Ah! But, what about El Niño? Yes, we still expect it to cause a temporary upsurge in food prices in Q1-24. And yet the same degree of upsurge that we expect, if it’s off a lower inflationary base, contractionary monetary policy.
Still, before we make any major changes in our reference rate forecasts, it might be wise to wait to see what December brings in terms of rain. After all, the local weather monitoring agency (ENFEN- Estudio Nacional del Fenómeno del Niño) has upped the likelihood of El Niño being a strong event from 33% to 49% (chart 2). It is now more likely that El Niño will be strong (49%) than that it will be moderate (48%). Two years of El Niño wrought havoc on agriculture cannot be good for domestic prices.
The good thing that 2023 teaches, however, is that once El Niño is over (or pauses, as is currently the case in 2023), prices correct downward quite quickly. It’s only the first semester that we need to worry about in 2024; by the end of the year inflation should once again be under control.

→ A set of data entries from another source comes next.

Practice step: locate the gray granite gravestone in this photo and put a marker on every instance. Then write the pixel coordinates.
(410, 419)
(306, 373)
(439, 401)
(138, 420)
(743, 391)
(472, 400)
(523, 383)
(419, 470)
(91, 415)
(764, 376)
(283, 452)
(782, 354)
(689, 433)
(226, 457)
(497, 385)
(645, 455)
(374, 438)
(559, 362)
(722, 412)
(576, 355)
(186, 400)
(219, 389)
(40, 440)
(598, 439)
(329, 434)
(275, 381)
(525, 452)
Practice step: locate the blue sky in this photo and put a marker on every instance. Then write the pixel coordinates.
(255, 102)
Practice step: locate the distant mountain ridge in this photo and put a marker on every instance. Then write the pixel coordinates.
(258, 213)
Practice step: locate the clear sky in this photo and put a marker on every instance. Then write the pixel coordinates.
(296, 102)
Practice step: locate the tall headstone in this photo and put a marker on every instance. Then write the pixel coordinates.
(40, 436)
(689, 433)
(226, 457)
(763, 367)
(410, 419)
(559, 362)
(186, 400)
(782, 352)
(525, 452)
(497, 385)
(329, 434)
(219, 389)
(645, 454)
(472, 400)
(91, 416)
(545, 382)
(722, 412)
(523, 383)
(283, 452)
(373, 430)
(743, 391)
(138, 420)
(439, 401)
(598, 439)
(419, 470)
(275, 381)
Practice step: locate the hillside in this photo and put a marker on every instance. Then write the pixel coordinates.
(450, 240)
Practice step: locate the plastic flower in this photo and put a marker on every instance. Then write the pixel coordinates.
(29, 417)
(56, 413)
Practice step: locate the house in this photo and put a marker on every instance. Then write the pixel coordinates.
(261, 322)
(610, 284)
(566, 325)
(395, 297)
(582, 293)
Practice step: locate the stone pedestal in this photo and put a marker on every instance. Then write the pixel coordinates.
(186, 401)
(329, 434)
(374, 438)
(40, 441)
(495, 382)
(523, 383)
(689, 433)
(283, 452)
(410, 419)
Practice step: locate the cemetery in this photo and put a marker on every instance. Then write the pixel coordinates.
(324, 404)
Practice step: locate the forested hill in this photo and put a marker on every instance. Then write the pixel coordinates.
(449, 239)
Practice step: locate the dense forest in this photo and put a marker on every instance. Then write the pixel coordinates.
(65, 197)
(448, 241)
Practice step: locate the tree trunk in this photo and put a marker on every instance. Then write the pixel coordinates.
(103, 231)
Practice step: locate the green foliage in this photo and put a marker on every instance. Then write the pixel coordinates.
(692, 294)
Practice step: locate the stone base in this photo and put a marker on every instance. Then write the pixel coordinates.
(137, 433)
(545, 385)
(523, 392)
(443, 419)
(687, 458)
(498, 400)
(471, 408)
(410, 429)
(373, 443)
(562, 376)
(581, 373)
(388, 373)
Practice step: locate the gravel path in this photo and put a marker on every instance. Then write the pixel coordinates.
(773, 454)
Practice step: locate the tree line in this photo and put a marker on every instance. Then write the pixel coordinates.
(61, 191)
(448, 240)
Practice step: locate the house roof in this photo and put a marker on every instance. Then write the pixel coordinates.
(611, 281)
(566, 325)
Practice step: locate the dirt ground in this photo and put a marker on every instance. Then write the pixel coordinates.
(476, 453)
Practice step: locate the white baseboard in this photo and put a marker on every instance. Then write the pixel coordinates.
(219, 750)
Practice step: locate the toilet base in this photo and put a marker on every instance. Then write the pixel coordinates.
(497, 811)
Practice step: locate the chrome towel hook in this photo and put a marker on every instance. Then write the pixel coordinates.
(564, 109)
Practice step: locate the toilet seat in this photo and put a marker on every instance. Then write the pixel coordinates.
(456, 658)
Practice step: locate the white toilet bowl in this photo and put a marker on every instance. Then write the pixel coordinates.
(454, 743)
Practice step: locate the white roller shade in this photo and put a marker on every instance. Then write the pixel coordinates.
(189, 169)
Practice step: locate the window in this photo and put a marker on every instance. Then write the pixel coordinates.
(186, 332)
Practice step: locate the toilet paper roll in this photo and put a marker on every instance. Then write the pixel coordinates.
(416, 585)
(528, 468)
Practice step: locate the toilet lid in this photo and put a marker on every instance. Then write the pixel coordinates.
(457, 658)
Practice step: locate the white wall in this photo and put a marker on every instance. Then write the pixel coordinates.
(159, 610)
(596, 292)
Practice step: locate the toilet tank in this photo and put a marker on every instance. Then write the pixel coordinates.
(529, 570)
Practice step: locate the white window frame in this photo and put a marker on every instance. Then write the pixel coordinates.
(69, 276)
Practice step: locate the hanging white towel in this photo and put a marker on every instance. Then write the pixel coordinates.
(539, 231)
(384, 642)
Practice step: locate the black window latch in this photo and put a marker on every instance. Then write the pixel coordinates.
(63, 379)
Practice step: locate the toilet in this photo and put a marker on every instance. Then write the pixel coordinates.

Meanwhile, authorities must deal with a floundering economy. On November 15th the figures for September GDP will be published. Early indicators are not very hopeful. The most recent figure was September agriculture GDP, which was down a huge 13.9%, y/y, the second sharpest monthly decline since severe El Niño weather has been lashing out this year. Agriculture & livestock, which together represent 6% of GDP, fell 8.8%. This alone will knock off half a percentage point from aggregate GDP growth in September. This suggests, but does not ensure, that September GDP growth will be negative, as mining output was strong. Mining and oil & gas GDP rose (coincidentally) 8.8%, a mirror image of agriculture. Except that its weight is much greater, 14% of GDP. The balance depends on domestic demand linked sectors, some of which, such as manufacturing and construction, have been significantly underwater for some time, a situation that is not likely to change quickly. All in all, we would be happy to see positive GDP growth in September, but fully expect to be disappointed. Our models, given the trends of domestic demand sectors, point to a figure half a point south of nil. So, a positive growth figure is likely to be postponed to October. Maybe.